Vamos agora à segunda plataforma social a estrear-se recentemente nos mercados financeiros: o Reddit, um conhecido fórum online, que em parte encarna o espírito mais libertário e utópico dos primeiros tempos da Web; e, também, uma plataforma conhecida por inspirar investidores a comprar acções inusitadas só pela piada (as chamadas estoques de memes).

As acções do Reddit chegaram ao fim do dia de estreia com um salto de 48%. Já cederam parte desses ganhos. Esta tarde, a cotação caía 8%. A capitalização bolsista é de sete mil milhões de dólares, por coincidência, não muito diferente do valor da plataforma de Trump.

Apesar de ter sido criado há quase 20 anos, o Reddit não dá lucro. Em 2023, teve prejuízos de quase 91 milhões de dólares, e receitas de 804 milhões, a maior parte das quais vindas de publicidade. Tinha uma média de 73 milhões de utilizadores diários.

A plataforma vive de conteúdos criados pelos utilizadores, que criam e participam em inúmeros tópicos de discussão. São também os utilizadores que fazem a moderação do que é publicado.

Numa decisão peculiara empresa decidiu dar a alguns utilizadores mais activos a possibilidade de comprarem acções antes de estas ficarem à disposição do público em geral, algo que é tipicamente um privilégio de grandes investidores.

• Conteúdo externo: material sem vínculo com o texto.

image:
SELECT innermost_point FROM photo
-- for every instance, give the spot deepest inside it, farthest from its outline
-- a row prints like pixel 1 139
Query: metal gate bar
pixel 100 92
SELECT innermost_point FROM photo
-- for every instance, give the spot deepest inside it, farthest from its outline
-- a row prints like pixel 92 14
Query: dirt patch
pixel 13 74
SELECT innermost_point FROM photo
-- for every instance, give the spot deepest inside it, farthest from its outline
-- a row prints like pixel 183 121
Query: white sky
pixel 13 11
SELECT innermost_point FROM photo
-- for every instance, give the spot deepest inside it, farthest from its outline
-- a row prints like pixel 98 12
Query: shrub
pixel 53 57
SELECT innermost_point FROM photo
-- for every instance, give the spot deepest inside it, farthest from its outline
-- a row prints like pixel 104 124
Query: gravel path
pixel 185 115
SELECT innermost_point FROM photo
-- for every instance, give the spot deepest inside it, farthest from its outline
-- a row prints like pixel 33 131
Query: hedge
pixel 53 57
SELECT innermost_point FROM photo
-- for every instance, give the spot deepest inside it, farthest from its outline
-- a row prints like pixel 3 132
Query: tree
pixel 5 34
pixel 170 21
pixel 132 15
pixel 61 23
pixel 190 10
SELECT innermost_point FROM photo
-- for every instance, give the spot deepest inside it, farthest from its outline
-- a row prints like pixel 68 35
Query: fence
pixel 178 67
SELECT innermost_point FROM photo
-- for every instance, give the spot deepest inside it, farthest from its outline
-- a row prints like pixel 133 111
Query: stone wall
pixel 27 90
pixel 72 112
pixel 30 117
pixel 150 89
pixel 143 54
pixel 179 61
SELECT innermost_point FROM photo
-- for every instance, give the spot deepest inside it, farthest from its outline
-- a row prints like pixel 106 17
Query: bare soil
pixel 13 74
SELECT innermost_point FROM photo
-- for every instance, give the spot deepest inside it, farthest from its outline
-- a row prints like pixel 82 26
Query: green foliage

Também anunciou que tem um acordo com a Google para que o conteúdo seja usado para treinar os sistemas de inteligência artificial (uma ideia que pode causar justificada preocupação a quem esteja habituado a ler o que se publica no Reddit).

Sendo esta a entrada em bolsa de uma plataforma que na pandemia foi responsável por catapultar acções improváveis como as da AMC (uma cadeia de cinemas), as da Gamestop (uma cadeia de lojas de videojogos) e da Kodak (sim, há aqui um padrão), era expectável que a cotação do Reddit sofresse oscilações que não seriam inteiramente explicadas por uma análise financeira.

Mas a Truth Social está num patamar diferente.

Os seis mil milhões de capitalização registados hoje (ou os três ou nove mil milhões da próxima semana) são um valor desligado do negócio. É tudo uma questão de crença e tolice – e de apoio a Trump independentemente de tudo o resto. É, de uma forma perversa, um triunfo da ideologia sobre a racionalidade que se imputa aos mercados.

É o melhor dos tempos, é o pior dos tempos.